This morning’s word is There Are People Here to Help Now.
The anchor verses are Isaiah 43:2 and 2 Samuel 5:20.
More than a week ago, seven men walked into a cave in central Laos.
They went looking for gold. They knew the risk. There were warnings. They went anyway. People do. The promise of gold has pulled men into dangerous places for as long as there have been men and caves.
Then the rain came.
Flash flooding sealed the entrance behind them. Gravel and dirt. No way back the way they came. The water rose in the tunnels. Seven men, deep underground, in the pitch black, more than two hundred and sixty meters from the entrance. That is the length of nearly three football fields, straight into the earth, with the water coming up around them.
They could not dig out. They could not swim out. They could not save themselves.
So they climbed onto a rocky ledge, the highest ground they could find, and they huddled together in the dark. And they waited. For more than a week. Hungry. Cold. Not knowing if anyone was coming. Not knowing if anyone even knew where they were.
Yesterday, the light came.
Divers from Laos and Thailand crawled through tunnels so narrow you have to turn sideways, duck low, and crawl flat on your stomach to get through. They pushed through toxic gas. They fought the current. Some of them were the same divers who pulled twelve boys and their coach out of a flooded cave in Thailand back in 2018. They went down into the dark and the water on purpose, to reach men they had never met.
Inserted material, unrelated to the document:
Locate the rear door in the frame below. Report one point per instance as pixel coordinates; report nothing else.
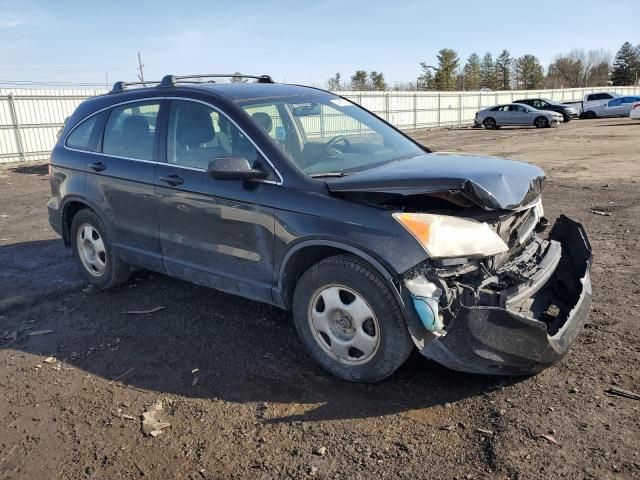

And when they reached the ledge, when their headlamps lit up that small chamber where five men had been waiting in the black for over a week, one of the rescuers said this.
“There are people here to help now.”
Five words. In the dark. After a week of silence.
Two men are still missing as I write this. The reporting is still unsettled on exactly how they came to be there. Some accounts say all seven entered together. Others say the two missing men entered earlier, on their own. What is certain is that they are still in the dark, and the search goes on. I am holding them, and the five who were found, and the people crawling through that mountain to bring them out.
But I cannot get those five words out of my head.
There are people here to help now.
That is the whole Gospel in a flooded cave.
Because every one of us has been in that cave. Maybe not literally. But you know the place. The place you walked into knowing the risk. The place where the way back sealed behind you. The place where the water started rising and you realized you could not save yourself. Some of us are in that place right now. Some of us have been on that ledge in the dark for longer than a week, huddled, hungry, wondering if anyone knows where we are.
The Prophet Isaiah wrote words that GOD spoke to a people who knew exactly what that felt like.
“When you pass through the waters, I will be with you. And through the rivers, they shall not overwhelm you. When you walk through the fire, you shall not be burned, and the flame shall not consume you.”
Read that again.
GOD does not say you will never pass through the waters. GOD does not promise you will never end up in the cave. The waters come. The rivers rise. The fire burns. That is the world we live in.
What GOD promises is this. When you pass through the waters, I will be with you.
I will be with you.
In this morning’s reading from Second Samuel, David fought a battle he could not win on his own. And when GOD broke through, David said, “As waters break out, the LORD has broken out against my enemies before me.” He named the place Baal Perazim. The Hebrew means the LORD who breaks through.
That is who GOD is. The One who breaks through. Through rock. Through flood. Through two hundred and sixty meters of narrow tunnel. Through the sealed entrance of whatever cave you are sitting in this morning.
You may not be able to dig yourself out. You may not be able to swim. You may be on the ledge in the dark, and you may have been there a long time.
But hear this.
There are people here to help now.
And more than people. The GOD who breaks through is already crawling toward you in the dark. HE went into the deepest cave there is, the grave itself, and HE broke out of it. The water did not overwhelm HIM. The flame did not consume HIM. And HE did it so that HE could reach you on your ledge and say the words you have been waiting more than a week to hear.
I am here now. I am with you. We are going to get you out.
I am not here to prove myself. I am here to make HIM visible.